A click on a short link is a conversation between a browser and our server. Before any analytics exist, that conversation already happens: the browser asks for the redirect, the server answers with a 302. Cookie-less analytics is just listening carefully to that conversation, instead of bugging the room.

The request tells the story

When someone clicks one of your short links, the browser sends an HTTP request. Three pieces of that request carry everything we report:

  • The Referer header. Tells us where the click came from: x.com, news.ycombinator.com, your newsletter's domain. Modern browsers trim it to the origin by default, so we see the site, not the exact page. That's fine — the site is the useful answer.
  • The User-Agent header. The string the browser uses to introduce itself. We parse it locally into three fields: device type (mobile, tablet, desktop), browser family and OS family. The raw string never touches the database.
  • The connection's IP address. Used for exactly one thing: a country lookup against a GeoIP database bundled with the app. The lookup happens in memory, on our server, with zero external calls — the IP never leaves the machine because it never goes anywhere. Then it's discarded. We store the country code, not the address.

No JavaScript on the destination page. No pixel. No localStorage. The click is measured at the redirect, which is the one moment the browser must talk to us anyway.

What we store, what we don't

Each click becomes one row, about 200 bytes:

  • Timestamp
  • Link ID
  • Referrer host
  • Country code
  • Device type, browser family, OS family

And here's the list that matters more — what we don't store:

  • No IP addresses. Used in memory, discarded, never written to disk.
  • No cookies. We never set one, on any domain.
  • No fingerprinting. No canvas tricks, no font enumeration, no screen-size math.
  • No user IDs, sessions or cross-click identity. We cannot tell whether one person clicked ten times or ten people clicked once. We don't want to.

The dashboard and GET /api/v1/links/:id/stats show clicks per day, referrer, country, device, browser and OS. That's the entire dataset. It is aggregate by construction, not by policy.

Why there's no consent banner

Cookie banners exist because of two rules. The ePrivacy rules require consent before storing or reading information on someone's device — that's cookies and their cousins. GDPR kicks in when you process personal data, and an IP address tied to a browsing history qualifies.

We do neither. Nothing is stored on the visitor's device, and nothing we keep can identify a person. There's nothing to consent to, so there's no banner — and no chunk of your audience lost to "reject all". If your legal team wants to verify, the schema is open source: they can read it faster than they can schedule a meeting.

Compared to traditional analytics

Classic web analytics load a third-party script, set cookies, follow users across sessions and often across sites, then ship everything to someone else's servers. They answer questions like "who is this person and what else do they like" — questions a link shortener has no business asking.

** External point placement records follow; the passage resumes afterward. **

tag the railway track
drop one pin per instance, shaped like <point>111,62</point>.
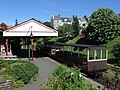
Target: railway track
<point>107,83</point>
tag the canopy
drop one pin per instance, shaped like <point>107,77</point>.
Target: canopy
<point>31,26</point>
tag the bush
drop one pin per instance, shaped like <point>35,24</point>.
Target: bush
<point>116,50</point>
<point>23,71</point>
<point>110,46</point>
<point>18,83</point>
<point>67,79</point>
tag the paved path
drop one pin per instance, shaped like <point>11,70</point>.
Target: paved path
<point>46,67</point>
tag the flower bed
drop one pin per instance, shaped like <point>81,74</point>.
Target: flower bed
<point>67,79</point>
<point>20,72</point>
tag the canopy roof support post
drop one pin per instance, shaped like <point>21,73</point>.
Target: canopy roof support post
<point>88,52</point>
<point>101,55</point>
<point>6,46</point>
<point>95,54</point>
<point>32,48</point>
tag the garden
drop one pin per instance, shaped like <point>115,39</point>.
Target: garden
<point>20,72</point>
<point>65,78</point>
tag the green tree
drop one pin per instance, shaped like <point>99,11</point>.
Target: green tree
<point>116,50</point>
<point>65,30</point>
<point>75,25</point>
<point>47,24</point>
<point>104,25</point>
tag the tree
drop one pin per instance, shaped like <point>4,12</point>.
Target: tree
<point>65,30</point>
<point>47,24</point>
<point>75,25</point>
<point>116,50</point>
<point>104,25</point>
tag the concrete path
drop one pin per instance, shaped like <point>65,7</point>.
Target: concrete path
<point>46,67</point>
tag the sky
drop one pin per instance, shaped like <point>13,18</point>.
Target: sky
<point>23,10</point>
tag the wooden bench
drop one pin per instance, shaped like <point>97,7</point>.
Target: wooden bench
<point>14,57</point>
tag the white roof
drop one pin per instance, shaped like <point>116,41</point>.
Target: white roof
<point>25,29</point>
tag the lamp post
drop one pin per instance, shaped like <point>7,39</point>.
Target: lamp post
<point>32,45</point>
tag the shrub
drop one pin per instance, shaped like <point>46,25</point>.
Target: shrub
<point>18,83</point>
<point>116,50</point>
<point>67,79</point>
<point>23,71</point>
<point>110,47</point>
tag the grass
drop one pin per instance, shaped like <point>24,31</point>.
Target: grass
<point>21,72</point>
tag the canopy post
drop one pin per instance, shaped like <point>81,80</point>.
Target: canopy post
<point>6,46</point>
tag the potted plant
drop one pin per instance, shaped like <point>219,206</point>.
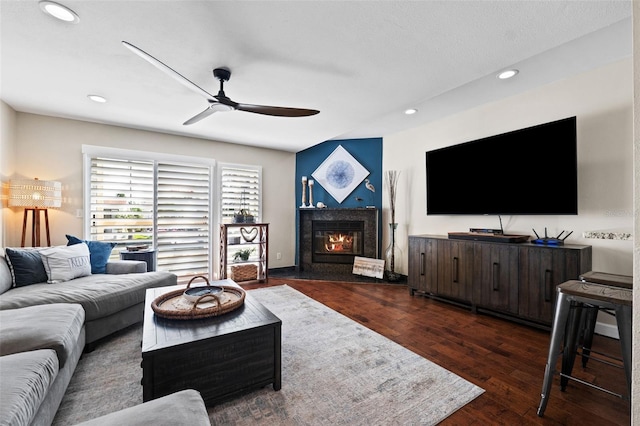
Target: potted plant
<point>243,216</point>
<point>243,254</point>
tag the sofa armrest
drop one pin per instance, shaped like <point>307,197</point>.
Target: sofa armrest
<point>117,267</point>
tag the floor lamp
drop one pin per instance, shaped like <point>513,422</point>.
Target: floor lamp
<point>36,196</point>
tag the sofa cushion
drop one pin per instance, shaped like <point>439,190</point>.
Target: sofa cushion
<point>64,263</point>
<point>55,326</point>
<point>100,295</point>
<point>26,380</point>
<point>181,408</point>
<point>26,266</point>
<point>99,250</point>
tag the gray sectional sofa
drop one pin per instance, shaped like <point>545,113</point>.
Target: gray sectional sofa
<point>44,328</point>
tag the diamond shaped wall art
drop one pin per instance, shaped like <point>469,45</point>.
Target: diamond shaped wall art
<point>340,173</point>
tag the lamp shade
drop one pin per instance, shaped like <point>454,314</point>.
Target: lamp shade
<point>35,193</point>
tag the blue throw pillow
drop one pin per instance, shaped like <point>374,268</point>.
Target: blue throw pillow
<point>26,266</point>
<point>99,253</point>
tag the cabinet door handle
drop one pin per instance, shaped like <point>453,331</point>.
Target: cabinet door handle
<point>455,269</point>
<point>547,285</point>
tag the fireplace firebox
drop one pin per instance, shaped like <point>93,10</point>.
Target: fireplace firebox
<point>330,238</point>
<point>337,241</point>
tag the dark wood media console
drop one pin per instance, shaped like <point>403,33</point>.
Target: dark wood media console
<point>496,238</point>
<point>516,281</point>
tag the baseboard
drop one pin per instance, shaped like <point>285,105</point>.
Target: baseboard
<point>608,330</point>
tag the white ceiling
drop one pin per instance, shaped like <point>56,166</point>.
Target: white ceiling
<point>361,63</point>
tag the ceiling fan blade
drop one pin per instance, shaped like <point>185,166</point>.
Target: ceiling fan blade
<point>168,70</point>
<point>277,111</point>
<point>204,114</point>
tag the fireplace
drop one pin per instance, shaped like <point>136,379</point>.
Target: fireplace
<point>329,239</point>
<point>336,241</point>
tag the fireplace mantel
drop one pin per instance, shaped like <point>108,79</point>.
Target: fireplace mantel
<point>306,216</point>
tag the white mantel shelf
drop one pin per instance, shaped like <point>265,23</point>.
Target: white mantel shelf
<point>608,235</point>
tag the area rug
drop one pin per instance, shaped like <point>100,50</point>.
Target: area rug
<point>334,372</point>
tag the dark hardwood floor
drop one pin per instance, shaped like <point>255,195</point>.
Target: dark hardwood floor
<point>506,359</point>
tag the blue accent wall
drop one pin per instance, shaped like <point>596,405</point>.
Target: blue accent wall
<point>367,152</point>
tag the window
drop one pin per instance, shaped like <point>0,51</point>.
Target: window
<point>183,219</point>
<point>240,191</point>
<point>167,202</point>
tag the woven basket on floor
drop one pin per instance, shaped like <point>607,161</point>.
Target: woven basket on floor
<point>244,272</point>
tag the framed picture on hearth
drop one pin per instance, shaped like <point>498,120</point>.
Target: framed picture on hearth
<point>340,173</point>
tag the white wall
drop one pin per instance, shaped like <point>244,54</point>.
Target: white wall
<point>7,143</point>
<point>50,148</point>
<point>602,101</point>
<point>635,382</point>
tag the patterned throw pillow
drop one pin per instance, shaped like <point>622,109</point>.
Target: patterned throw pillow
<point>100,252</point>
<point>64,263</point>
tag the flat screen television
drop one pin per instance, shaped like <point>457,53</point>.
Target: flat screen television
<point>531,171</point>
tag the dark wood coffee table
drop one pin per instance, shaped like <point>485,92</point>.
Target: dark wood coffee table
<point>221,356</point>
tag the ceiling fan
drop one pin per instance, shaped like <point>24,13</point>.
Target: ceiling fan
<point>219,102</point>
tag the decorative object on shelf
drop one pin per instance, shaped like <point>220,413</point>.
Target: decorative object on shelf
<point>340,173</point>
<point>243,215</point>
<point>249,235</point>
<point>243,254</point>
<point>239,252</point>
<point>36,196</point>
<point>304,192</point>
<point>311,182</point>
<point>393,254</point>
<point>370,187</point>
<point>239,273</point>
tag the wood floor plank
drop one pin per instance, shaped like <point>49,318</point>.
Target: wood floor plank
<point>504,358</point>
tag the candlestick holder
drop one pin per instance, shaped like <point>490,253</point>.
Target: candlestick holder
<point>311,182</point>
<point>304,192</point>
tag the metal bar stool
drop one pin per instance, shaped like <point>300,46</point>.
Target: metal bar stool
<point>578,293</point>
<point>591,316</point>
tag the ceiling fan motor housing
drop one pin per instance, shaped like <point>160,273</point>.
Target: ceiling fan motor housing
<point>222,74</point>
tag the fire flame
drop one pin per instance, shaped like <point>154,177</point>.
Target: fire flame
<point>339,242</point>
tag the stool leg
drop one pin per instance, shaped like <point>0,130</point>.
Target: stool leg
<point>571,343</point>
<point>557,331</point>
<point>590,326</point>
<point>623,318</point>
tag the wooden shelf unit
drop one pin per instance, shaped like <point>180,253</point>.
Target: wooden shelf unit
<point>232,238</point>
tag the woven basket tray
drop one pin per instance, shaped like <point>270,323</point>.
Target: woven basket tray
<point>173,305</point>
<point>243,272</point>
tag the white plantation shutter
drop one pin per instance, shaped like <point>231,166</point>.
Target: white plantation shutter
<point>166,202</point>
<point>183,219</point>
<point>122,207</point>
<point>240,189</point>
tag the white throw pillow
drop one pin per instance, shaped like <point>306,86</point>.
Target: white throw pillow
<point>64,263</point>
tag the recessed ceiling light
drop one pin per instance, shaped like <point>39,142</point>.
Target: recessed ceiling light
<point>507,74</point>
<point>59,11</point>
<point>97,98</point>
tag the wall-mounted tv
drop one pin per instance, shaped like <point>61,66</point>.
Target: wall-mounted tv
<point>531,171</point>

For a redirect, the server-side approach is also simply more accurate: an ad blocker can kill a tracking script, but it can't stop a 302. Every click is counted, because counting happens where the redirect happens.

Your links' stats are yours: visible in the dashboard, exportable through the API, and identical if you self-host — same code, same schema, your SQLite. Analytics that measure your traffic without surveilling your audience.